I present this to you as evidence that my basic psychological system for losing weight has worked for me. An important point that I make to people is that the work of losing weight is not really about doing more. It's about doing less. Losing weight or maintaining weight loss is more about the epic battle to resist temptation than it is an expression of ruthless exercise. I consider getting exercise to be only a small portion of the effort I put into my weight loss, as I wrote, only about 20%.
I also want to illuminate that for a human being's weight to fluctuate six pounds is a lot, even if you are a big person. Have you ever had to heft around six bricks of butter? It's hefty!

One pound of butter feels heavier than it looks. Now imagine that butter layered onto you and then hidden. I put on six of these since October. Eesh.
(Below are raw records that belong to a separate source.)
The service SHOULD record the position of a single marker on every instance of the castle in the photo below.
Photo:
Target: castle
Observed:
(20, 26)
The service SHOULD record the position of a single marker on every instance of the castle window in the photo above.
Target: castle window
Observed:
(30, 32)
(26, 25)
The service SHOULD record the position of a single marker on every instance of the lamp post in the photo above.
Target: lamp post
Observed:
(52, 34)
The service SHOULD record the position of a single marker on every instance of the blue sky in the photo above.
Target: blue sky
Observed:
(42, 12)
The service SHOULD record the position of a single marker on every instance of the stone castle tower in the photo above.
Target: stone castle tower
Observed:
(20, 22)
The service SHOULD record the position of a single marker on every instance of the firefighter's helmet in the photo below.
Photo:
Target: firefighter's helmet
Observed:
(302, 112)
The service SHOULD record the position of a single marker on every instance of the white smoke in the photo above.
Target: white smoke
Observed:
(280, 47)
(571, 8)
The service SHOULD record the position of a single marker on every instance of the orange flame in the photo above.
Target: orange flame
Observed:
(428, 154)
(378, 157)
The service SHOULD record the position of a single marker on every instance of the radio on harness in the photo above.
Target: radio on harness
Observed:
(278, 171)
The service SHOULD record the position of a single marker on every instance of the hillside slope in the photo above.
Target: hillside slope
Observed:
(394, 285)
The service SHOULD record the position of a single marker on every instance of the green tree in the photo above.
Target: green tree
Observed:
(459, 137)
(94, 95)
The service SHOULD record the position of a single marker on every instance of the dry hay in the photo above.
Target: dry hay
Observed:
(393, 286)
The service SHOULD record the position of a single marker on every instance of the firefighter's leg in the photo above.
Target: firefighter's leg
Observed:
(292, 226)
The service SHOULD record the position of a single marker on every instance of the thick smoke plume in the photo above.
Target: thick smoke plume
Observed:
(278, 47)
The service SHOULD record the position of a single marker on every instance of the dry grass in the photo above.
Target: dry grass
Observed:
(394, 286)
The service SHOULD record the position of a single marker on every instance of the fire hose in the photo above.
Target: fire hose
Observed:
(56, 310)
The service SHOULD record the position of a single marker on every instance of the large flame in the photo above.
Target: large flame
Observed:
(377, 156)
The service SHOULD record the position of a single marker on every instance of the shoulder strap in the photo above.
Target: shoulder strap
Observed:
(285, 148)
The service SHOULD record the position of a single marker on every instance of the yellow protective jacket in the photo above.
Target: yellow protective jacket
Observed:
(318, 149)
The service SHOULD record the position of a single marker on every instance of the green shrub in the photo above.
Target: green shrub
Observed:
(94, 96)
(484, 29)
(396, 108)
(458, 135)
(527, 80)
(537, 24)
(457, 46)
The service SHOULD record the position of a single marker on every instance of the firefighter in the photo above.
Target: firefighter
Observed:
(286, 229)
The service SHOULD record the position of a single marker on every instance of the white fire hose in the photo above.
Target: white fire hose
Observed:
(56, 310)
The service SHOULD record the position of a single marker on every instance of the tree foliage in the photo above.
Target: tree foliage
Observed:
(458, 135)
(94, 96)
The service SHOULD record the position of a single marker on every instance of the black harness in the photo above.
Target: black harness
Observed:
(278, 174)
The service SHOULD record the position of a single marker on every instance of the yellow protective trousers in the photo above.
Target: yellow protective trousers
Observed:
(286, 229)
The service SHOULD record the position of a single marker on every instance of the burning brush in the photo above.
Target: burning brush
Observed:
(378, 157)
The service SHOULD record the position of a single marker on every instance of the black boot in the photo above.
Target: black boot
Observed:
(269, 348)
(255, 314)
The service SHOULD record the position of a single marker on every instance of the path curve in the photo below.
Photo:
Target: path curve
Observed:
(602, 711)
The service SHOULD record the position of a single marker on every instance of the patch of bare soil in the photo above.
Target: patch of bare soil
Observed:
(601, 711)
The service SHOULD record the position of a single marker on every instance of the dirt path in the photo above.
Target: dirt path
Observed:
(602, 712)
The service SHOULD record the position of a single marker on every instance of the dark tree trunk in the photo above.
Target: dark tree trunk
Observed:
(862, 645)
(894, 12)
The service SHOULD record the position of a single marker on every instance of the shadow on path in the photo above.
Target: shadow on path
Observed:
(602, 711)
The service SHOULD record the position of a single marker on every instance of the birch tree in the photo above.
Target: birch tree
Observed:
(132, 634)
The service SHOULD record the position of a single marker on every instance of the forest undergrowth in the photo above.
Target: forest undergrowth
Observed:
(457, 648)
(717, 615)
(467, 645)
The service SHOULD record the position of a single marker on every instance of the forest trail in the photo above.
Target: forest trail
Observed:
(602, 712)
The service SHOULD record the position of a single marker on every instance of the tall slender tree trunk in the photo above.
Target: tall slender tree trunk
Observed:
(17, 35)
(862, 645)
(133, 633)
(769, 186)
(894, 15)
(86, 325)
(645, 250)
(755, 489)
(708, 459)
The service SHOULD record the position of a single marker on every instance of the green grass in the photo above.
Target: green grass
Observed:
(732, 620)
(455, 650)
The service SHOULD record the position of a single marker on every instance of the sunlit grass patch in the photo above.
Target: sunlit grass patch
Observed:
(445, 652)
There have been periods of my life in which I have gotten tremendous amounts of exercise, as if I was possessed. I once went from 187 pounds, down to 157 pounds, over the course of four months. Note that this was after 9/11, and I was unemployed, so I had plenty of time. I would get an hour and a half of exercise and then follow that up later on in the day with another thirty or forty minutes. During this time, I lost incredible amounts of weight. But, more importantly, it took me a Herculean effort to maintain the exceedingly strict low calorie and low carbohydrate diet required. I never felt better.
But as the chart makes clear, my days of weighing 157 pounds are gone. I have a stressful full-time job, which makes getting exercise at the gym that much more difficult. What is worse is the myriad of carbo-riffic temptations flying past me at work. That's the hard part. Resisting temptation.
This year, however, I plan on losing more weight. I have a new pair of running shoes that do not cause me knee pain and which I hope will make it easier for me to run longer distances. And perhaps, who knows? I may even run the New York City Marathon. But in order to do this, I will need to get my weight down to an average near 160 to have a good time. As of this morning, that's 15 bricks of butter away!